The U.S. will expand 1.5 percent this year, down from a previous forecast of 1.7 percent, Goldman economists in New York including Jan Hatzius said in a note published on Aug. 19. Credit Suisse was also among banks lowering growth forecasts last week.

Federal Reserve surveys showed manufacturing in Philadelphia and New York contracted in August, while a Thomson Reuters/University of Michigan index of consumer sentiment plunged to a three-decade low. Goldman’s change comes amid a monthlong drop in global equities and as Fed Chairman Ben S. Bernanke prepares to speak at the bank’s annual symposium in Jackson Hole, Wyo., this week.

The data “are pointing to even weaker growth ahead,” the economists said. While Bernanke “is likely to be downbeat about recent developments, we expect that he will still argue that the conditions for an acceleration later this year and in 2012 remain in place.”

Goldman forecasts third-quarter growth of 1 percent and a fourth-quarter expansion of 1.5 percent, down from an earlier projection for 2 percent growth in each quarter.

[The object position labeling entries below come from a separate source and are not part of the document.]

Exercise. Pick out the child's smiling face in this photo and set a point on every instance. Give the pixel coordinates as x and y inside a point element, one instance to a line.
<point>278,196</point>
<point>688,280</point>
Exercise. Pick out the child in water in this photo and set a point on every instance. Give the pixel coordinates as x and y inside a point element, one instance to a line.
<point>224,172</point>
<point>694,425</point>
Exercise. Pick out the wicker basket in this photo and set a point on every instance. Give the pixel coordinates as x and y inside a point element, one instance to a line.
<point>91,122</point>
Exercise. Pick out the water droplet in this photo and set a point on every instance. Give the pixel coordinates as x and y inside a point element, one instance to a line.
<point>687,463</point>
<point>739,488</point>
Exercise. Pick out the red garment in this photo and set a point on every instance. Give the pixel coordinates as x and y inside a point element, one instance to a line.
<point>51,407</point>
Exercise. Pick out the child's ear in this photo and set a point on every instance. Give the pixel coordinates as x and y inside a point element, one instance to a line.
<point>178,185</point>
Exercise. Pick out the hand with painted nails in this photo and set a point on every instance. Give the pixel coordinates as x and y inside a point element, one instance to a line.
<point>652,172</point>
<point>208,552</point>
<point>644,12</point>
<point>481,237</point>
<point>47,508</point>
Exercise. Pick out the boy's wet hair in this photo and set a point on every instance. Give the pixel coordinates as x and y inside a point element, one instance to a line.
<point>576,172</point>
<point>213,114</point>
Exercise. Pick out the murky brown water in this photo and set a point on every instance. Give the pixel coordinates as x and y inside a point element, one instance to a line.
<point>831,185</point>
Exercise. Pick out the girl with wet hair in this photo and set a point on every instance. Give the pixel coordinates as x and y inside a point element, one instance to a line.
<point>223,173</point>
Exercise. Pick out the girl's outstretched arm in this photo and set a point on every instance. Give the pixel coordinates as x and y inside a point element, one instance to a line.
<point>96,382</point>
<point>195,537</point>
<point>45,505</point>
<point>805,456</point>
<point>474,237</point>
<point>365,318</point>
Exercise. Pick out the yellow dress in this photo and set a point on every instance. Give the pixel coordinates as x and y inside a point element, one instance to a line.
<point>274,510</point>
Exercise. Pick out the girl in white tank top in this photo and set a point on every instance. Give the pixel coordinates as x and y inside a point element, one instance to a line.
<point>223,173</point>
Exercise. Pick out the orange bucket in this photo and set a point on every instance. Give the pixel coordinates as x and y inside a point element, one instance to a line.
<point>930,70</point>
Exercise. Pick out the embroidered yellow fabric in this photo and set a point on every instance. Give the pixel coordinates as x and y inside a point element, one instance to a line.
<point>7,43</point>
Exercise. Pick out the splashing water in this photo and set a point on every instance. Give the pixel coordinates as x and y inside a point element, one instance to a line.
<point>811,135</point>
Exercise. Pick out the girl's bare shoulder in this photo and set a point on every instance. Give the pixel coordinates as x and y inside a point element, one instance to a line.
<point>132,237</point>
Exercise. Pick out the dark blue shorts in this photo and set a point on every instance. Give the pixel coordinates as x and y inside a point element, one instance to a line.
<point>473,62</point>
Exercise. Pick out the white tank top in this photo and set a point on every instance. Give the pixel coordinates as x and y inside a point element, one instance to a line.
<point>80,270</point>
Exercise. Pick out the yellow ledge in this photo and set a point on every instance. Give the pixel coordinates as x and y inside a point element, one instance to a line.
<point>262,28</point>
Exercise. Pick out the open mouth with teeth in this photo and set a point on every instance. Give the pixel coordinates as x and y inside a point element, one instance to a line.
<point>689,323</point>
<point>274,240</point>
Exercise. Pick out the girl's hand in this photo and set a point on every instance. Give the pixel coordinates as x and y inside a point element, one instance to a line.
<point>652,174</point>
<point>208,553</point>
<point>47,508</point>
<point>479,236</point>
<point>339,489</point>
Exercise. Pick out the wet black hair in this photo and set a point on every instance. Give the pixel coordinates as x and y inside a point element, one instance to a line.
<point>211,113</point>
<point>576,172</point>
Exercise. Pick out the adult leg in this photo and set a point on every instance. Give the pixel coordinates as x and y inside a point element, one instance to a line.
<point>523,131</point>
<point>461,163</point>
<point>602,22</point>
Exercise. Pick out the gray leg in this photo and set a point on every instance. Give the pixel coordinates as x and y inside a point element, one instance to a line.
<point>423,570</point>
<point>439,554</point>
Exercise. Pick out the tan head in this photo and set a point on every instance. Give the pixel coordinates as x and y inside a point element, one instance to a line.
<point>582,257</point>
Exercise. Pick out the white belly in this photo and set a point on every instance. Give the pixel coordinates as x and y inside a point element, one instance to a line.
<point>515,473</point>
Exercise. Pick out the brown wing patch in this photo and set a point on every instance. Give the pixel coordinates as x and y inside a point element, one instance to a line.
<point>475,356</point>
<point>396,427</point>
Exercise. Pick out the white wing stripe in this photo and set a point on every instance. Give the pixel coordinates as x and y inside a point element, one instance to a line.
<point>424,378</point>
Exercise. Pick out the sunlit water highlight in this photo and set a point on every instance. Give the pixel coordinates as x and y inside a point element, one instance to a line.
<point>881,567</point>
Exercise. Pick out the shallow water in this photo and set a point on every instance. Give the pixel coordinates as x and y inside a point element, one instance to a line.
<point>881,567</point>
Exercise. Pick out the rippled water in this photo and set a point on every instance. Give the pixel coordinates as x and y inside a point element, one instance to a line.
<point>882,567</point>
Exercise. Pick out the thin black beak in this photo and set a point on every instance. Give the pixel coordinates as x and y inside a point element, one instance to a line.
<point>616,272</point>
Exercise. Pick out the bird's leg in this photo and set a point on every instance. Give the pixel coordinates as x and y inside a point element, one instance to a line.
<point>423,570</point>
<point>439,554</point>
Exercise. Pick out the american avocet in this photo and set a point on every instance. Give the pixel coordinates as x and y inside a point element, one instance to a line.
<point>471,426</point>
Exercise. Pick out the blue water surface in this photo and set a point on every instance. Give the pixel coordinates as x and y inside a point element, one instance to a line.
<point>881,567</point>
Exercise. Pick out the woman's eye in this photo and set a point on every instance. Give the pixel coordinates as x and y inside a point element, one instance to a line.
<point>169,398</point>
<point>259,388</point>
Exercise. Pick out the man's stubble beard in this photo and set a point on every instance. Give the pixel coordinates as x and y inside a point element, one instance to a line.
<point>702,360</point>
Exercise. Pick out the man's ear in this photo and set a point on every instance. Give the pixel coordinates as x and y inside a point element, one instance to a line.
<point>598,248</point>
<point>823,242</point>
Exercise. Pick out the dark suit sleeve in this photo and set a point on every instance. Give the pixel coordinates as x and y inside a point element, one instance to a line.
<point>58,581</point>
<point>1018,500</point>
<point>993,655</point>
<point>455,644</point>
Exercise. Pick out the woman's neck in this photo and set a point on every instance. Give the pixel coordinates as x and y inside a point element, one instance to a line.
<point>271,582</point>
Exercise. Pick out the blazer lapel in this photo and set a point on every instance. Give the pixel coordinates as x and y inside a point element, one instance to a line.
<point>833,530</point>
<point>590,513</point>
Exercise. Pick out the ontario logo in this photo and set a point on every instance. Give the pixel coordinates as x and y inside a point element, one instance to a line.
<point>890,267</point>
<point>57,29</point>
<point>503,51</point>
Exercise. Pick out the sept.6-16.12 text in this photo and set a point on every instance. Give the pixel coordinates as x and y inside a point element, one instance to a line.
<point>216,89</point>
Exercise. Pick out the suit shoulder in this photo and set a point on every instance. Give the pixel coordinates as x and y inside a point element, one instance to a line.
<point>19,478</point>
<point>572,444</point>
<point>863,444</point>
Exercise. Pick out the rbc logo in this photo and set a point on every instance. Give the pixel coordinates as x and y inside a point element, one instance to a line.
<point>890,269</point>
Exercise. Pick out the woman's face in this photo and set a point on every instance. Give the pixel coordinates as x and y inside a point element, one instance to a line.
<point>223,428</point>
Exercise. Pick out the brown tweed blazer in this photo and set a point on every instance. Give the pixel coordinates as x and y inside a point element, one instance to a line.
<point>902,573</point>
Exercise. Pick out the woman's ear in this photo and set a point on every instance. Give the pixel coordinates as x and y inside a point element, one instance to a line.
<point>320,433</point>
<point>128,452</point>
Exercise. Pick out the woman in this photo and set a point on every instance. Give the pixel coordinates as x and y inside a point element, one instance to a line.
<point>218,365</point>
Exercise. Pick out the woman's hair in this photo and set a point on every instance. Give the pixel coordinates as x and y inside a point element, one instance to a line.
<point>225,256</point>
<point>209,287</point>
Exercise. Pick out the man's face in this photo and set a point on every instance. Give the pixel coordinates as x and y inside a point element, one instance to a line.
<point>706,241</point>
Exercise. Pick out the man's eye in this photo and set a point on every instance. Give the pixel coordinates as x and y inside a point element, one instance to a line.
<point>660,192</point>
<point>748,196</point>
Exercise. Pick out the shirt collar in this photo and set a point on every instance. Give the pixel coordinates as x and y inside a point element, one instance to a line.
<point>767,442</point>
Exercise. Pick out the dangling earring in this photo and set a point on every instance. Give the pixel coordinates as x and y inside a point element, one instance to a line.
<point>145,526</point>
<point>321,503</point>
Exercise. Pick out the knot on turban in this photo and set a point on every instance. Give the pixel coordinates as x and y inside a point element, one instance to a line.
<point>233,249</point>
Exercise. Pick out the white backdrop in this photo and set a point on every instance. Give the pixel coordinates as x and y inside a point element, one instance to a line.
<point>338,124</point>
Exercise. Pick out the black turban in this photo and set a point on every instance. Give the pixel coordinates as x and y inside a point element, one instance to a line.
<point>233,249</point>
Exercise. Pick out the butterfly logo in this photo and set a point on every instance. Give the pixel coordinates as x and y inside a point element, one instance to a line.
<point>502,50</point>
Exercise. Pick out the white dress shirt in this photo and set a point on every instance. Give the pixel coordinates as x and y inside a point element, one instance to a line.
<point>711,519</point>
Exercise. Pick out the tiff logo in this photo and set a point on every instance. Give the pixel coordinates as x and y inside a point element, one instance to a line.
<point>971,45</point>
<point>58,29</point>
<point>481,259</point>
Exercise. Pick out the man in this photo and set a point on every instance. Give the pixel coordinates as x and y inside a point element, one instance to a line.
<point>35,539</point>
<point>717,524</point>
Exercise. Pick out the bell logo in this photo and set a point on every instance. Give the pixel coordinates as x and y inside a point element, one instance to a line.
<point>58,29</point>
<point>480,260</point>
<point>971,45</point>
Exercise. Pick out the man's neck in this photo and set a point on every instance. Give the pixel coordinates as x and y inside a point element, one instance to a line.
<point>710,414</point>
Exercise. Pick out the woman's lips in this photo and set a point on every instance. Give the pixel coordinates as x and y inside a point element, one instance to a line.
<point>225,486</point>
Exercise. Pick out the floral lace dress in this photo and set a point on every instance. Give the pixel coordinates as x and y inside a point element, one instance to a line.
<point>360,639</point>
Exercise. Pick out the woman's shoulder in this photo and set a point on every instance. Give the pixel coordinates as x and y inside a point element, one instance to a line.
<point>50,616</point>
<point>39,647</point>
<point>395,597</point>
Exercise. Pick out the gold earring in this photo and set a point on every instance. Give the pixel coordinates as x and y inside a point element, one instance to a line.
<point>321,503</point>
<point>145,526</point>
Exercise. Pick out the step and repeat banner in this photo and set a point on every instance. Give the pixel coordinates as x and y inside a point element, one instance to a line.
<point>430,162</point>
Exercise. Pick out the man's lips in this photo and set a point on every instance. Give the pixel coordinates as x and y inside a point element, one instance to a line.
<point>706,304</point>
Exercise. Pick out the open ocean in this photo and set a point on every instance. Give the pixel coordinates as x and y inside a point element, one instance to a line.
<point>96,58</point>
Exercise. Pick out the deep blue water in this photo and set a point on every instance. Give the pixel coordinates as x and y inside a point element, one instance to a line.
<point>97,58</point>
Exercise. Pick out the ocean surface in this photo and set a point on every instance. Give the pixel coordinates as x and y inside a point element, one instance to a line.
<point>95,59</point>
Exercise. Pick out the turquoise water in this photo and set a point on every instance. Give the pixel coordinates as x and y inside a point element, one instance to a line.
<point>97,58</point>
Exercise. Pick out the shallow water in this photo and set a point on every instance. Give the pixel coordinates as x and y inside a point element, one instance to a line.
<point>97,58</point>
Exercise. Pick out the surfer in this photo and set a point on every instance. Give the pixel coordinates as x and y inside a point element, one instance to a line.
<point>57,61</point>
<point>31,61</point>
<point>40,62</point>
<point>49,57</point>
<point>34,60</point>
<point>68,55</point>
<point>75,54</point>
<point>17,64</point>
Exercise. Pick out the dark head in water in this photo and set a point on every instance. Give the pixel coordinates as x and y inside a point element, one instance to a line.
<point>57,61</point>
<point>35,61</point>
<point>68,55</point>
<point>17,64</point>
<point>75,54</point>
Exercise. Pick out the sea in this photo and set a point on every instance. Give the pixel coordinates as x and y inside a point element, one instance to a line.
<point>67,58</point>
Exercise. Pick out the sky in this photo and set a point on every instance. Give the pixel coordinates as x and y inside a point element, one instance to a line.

Credit Suisse lowered its forecast for U.S. third-quarter growth to 1.5 percent from from 3.3 percent, and for the fourth quarter to 2.2 percent from 3.1 percent, according to a research note dated Aug. 18. The bank cut its projection for global growth to 3.9 percent in 2011 from 4.1 percent.

JPMorgan Chase & Co. predicts 1 percent growth in U.S. gross domestic product in the fourth quarter, down from an earlier projection of 2.5 percent, the bank said last week. Citigroup Inc. lowered its 2011 growth forecast to 1.6 percent from 1.7 percent.